I’ve made a ton of progress on moving my python interpreter to a daemon process to get around the GIL. I tied up the synchronous RPC mechanism using OSC over pipes, and ran some profiling to see how it was working. Generally speaking, the new IPC stack added 0.3% overhead to the audio thread in ::read() and ::write(), running in the same process.
I’m hoping that attaching those pipes to stdin/stdout of the daemon process will not add any more overhead. It shouldn’t because they are all OS-level pipes, right?
So the workflow for refactoring a C++ project that makes CPython calls directly to only making those calls in a daemon process looked like this:
– Port all code to use an abstract interface for the scripting engine. Take two years to mix this work in with normal tasks.
– Write an RPC protocol. I marshaled our UVal class over OSC, but anything will work as long as it’s light weight.
– Insert the IPC code behind the abstract interface to debug and profile the communication between app and engine within a single process. Work out call stacks (to allow for downstream calls to make upstream calls before returning) and other gritty details.

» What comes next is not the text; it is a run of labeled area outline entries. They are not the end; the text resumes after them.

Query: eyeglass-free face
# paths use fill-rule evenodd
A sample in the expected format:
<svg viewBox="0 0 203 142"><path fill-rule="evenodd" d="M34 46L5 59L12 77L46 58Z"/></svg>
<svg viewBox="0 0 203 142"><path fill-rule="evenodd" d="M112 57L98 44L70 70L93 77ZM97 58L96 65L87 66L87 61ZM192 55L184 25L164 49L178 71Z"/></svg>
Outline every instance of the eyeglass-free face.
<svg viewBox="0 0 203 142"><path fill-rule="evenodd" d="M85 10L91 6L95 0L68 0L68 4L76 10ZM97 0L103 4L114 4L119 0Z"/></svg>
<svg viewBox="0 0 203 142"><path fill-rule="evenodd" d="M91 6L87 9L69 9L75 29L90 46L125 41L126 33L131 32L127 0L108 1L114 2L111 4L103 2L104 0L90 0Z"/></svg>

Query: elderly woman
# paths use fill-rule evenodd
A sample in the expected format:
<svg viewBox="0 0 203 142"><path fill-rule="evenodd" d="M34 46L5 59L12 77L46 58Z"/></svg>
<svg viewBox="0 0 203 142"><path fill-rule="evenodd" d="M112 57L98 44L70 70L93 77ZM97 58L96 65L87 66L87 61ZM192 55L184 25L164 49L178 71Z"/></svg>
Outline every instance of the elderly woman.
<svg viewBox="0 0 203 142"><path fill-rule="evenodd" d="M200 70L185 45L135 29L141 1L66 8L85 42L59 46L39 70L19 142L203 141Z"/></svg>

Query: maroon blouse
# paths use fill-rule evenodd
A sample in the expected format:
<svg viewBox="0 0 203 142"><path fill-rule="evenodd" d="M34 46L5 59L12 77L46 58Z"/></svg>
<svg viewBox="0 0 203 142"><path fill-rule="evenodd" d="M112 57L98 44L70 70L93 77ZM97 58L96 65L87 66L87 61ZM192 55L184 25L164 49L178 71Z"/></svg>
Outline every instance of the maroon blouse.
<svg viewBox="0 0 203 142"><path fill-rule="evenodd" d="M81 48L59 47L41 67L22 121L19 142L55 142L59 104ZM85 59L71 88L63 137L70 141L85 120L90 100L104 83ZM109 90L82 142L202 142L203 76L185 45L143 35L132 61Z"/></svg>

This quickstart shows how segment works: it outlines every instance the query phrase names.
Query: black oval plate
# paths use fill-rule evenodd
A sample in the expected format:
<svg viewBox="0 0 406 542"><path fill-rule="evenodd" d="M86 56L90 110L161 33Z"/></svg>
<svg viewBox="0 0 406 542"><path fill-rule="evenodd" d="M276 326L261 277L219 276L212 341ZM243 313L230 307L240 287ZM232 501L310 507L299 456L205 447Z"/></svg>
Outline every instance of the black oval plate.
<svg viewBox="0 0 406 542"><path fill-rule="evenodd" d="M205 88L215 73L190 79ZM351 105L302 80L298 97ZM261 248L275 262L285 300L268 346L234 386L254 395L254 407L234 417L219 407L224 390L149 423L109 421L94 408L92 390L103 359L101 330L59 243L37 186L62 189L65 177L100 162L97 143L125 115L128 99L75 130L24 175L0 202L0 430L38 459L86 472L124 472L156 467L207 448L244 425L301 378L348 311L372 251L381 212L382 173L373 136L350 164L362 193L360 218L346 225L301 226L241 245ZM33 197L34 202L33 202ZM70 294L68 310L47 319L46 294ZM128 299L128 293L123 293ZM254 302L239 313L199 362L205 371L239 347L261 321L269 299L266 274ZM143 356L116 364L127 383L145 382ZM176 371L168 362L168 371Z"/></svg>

– Implement cross-platform (Windows and Mac) Process and Pipe classes and plug stdin/stdout into the pipes described above. Pray.

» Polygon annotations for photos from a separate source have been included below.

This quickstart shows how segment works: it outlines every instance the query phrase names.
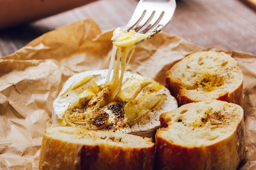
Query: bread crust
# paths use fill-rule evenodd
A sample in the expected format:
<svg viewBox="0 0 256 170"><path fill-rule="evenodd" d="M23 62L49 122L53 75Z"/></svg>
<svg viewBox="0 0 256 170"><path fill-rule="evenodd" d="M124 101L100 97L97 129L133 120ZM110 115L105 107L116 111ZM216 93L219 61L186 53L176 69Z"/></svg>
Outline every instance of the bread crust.
<svg viewBox="0 0 256 170"><path fill-rule="evenodd" d="M217 100L209 101L209 103L210 103L216 102ZM223 102L223 104L227 104L225 102ZM180 113L181 113L180 112L183 109L186 110L192 107L197 107L197 104L203 102L203 104L209 104L204 102L190 103L181 106L181 108L176 109L172 112L176 112L177 114L180 115ZM238 105L234 106L234 104L228 104L231 105L230 107L237 107L238 112L242 110L241 108L239 110L240 106L238 107ZM201 106L200 106L201 108L198 107L198 110L202 109ZM177 141L172 141L172 139L168 140L168 139L169 138L167 139L166 137L166 133L163 133L163 132L170 131L171 128L173 128L172 125L174 124L175 121L172 119L175 118L171 116L169 113L162 114L160 119L160 128L157 130L155 136L155 169L183 170L236 169L240 163L245 158L246 147L243 114L243 113L234 113L234 115L236 114L240 115L240 118L236 120L234 120L234 120L230 120L230 122L234 121L231 124L235 124L234 126L235 128L232 133L227 133L223 139L213 144L207 144L206 142L204 144L200 146L191 146L189 142L186 145L179 144L177 143ZM236 116L234 116L234 117ZM180 117L181 120L182 118L184 118L184 117ZM210 121L209 120L209 121ZM185 126L184 128L190 128ZM224 128L223 130L225 130L225 129ZM188 130L188 133L193 132ZM179 133L179 130L177 130L177 133ZM184 136L184 137L189 138L189 136L188 135L187 137ZM204 137L202 136L201 137Z"/></svg>
<svg viewBox="0 0 256 170"><path fill-rule="evenodd" d="M63 122L65 122L61 120L64 117L63 113L68 109L69 104L72 102L74 99L75 99L81 92L84 91L88 86L92 86L92 84L90 85L90 84L92 84L92 81L90 81L88 83L77 88L77 89L69 91L73 83L79 80L81 77L93 75L95 76L95 78L93 79L94 81L97 84L99 85L103 84L106 82L108 71L108 70L107 69L92 70L79 73L70 77L66 82L61 91L54 102L52 117L52 124L58 124L62 126L70 126L92 129L97 128L98 127L95 128L92 126L92 128L86 127L86 126L83 126L83 124L76 124L70 122L66 123L66 124L61 124L60 121ZM127 97L133 95L133 92L135 92L137 90L137 88L139 89L139 87L143 87L144 84L147 84L147 83L148 83L148 84L140 91L137 95L138 98L139 98L140 95L143 96L144 93L151 94L154 96L162 95L163 101L159 104L157 104L153 109L148 110L144 114L134 119L130 124L127 123L127 118L125 116L124 110L124 102L121 101L122 102L119 103L120 104L119 105L121 106L115 108L117 108L115 109L115 113L113 112L114 109L107 109L107 108L115 108L115 107L112 107L115 106L114 104L112 105L110 104L111 104L106 105L103 108L101 108L102 109L101 110L106 112L107 112L106 110L108 110L109 115L112 114L112 116L111 118L109 119L109 120L115 120L115 121L109 121L108 122L108 125L104 125L105 126L101 130L134 134L143 137L154 138L156 129L159 126L159 119L160 115L177 108L178 104L176 99L171 95L168 89L164 86L151 79L138 74L126 71L124 74L123 81L124 84L122 87L124 89L122 91L122 93L123 95L126 95ZM137 88L136 87L138 88ZM139 102L140 102L138 103L141 103L140 101ZM136 101L135 102L136 102ZM109 113L109 112L111 112L111 110L112 113ZM114 115L115 116L113 116Z"/></svg>
<svg viewBox="0 0 256 170"><path fill-rule="evenodd" d="M204 61L202 62L204 60ZM191 63L191 61L198 60L198 62ZM207 69L201 69L204 67ZM182 75L185 76L183 77L181 75ZM188 75L191 75L191 77ZM199 75L200 76L198 75ZM211 80L207 76L216 76L218 79ZM206 77L207 83L213 83L205 86L202 84L203 86L201 86L200 83ZM187 80L186 78L191 79ZM243 82L242 71L235 59L224 53L208 51L191 54L166 72L165 81L166 86L176 98L179 106L212 99L240 106L242 104ZM214 81L223 81L223 84L216 86L218 82ZM208 90L214 87L216 88L212 91ZM206 90L207 88L208 89Z"/></svg>
<svg viewBox="0 0 256 170"><path fill-rule="evenodd" d="M93 138L97 138L97 140L101 139L101 141L94 143L86 137L89 131L92 130L57 126L49 129L46 130L43 137L40 152L40 170L131 170L153 168L155 144L148 138L96 130L93 131L94 132L91 135L93 135ZM73 135L65 135L65 138L60 137L57 135L61 133L68 134L70 130L67 129L75 131L79 129L79 132L75 135L78 138L83 138L83 141L78 139L78 142L76 137L73 139ZM119 139L119 140L124 141L116 141L116 144L119 144L115 145L111 141L102 139L110 137L115 137ZM134 141L128 140L127 138ZM140 145L136 147L136 142L141 142L143 146ZM131 146L130 143L132 144L132 142L135 143L135 146ZM130 144L126 144L127 143Z"/></svg>

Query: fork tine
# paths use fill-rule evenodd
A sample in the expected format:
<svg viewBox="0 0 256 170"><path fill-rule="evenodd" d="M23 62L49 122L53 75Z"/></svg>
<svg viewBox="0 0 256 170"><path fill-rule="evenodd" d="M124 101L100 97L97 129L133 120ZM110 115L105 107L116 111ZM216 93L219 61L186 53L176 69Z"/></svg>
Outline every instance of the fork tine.
<svg viewBox="0 0 256 170"><path fill-rule="evenodd" d="M162 16L162 13L163 12L155 11L152 19L149 21L149 22L143 30L140 31L139 33L146 33L148 31L153 27L154 25L159 21L159 20L161 18L161 17ZM136 31L136 30L135 30L135 31Z"/></svg>
<svg viewBox="0 0 256 170"><path fill-rule="evenodd" d="M139 23L135 27L134 31L137 32L141 28L146 24L147 22L149 20L151 17L154 15L154 11L145 11L145 15L143 16L141 20Z"/></svg>

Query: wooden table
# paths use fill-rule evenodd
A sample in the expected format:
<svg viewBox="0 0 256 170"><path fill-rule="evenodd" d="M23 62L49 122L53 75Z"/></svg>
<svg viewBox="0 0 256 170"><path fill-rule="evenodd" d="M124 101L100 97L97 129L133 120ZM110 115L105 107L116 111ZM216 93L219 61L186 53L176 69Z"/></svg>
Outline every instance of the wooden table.
<svg viewBox="0 0 256 170"><path fill-rule="evenodd" d="M163 31L204 47L256 54L256 11L238 0L177 0ZM100 0L36 22L0 31L0 56L11 54L56 28L92 18L103 30L126 24L137 0Z"/></svg>

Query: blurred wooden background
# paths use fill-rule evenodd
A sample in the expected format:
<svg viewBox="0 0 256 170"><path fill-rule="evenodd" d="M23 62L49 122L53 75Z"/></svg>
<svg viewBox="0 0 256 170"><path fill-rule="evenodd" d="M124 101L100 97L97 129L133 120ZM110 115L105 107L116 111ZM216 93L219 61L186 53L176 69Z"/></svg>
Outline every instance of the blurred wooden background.
<svg viewBox="0 0 256 170"><path fill-rule="evenodd" d="M92 18L103 30L125 26L138 0L99 0L35 22L0 31L0 56L43 33ZM256 54L256 10L238 0L177 0L175 15L163 31L204 47L220 46Z"/></svg>

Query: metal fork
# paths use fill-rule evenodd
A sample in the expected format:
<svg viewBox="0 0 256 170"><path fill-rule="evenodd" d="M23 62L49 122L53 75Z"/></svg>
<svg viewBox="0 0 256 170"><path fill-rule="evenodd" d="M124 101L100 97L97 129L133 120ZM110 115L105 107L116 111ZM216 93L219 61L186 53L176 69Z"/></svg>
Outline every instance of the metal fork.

Praying seems to have worked. After a quite a bit of toil working with pipe, dup2, fork, and execve in XCode and a couple of simple test cases to test the process management, I got the daemon working. And it works WELL.
Then I really started praying as I moved to finish the same code on windows. Once the code compiled, it worked the first time. Unbelievable!
On that note, I have to hand it to the Windows guys, the fact that I had to sit down and crunch on the posix calls for an entire day, while simply reading an official windows tutorial (http://msdn.microsoft.com/en-us/library/ms682499(VS.85).aspx) got me up and running on windows really speaks well of the cleanliness of the API. Sure, I hate that they re-created all the standard types (BOOL? Seriously?! WTFF?!?!) and have a crazy proprietary API and pass-by-reference call style for everything, but I never had to debug my code. Plus the Visual Studio debugger is FAST and very RELIABLE.
Tell me though, if they can figure that crap out then why do I have to wait 2 minutes to move a folder from Downloads to Desktop?
Anyway, the GIL continues to go west. My solution could have been cleaner, but at least now I have python running in another process, which should kill the toughest bug I’ve been assigned to on this project…and it only took two years to fix.
NDA-safe implementation details to follow.
MORE
Creating a Child Process with Redirected Input and Output: http://msdn.microsoft.com/en-us/library/ms682499(VS.85).aspx
Pipe, Fork, Exec and Related Topics: http://www.cs.uleth.ca/~holzmann/C/system/pipeforkexec.html
Curious: my experience with pipes was exactly the opposite. A simple pipe() + fork() versus the CreatePipe/CreateProcess monstrosity taking 16 positional arguments (some of which are mysterious structs) each.
It was a long time ago, so maybe I was missing something.
yeah, there are more arguments, but they are easier to instantiate and I could copy it right from the example and have it compile and work perfectly.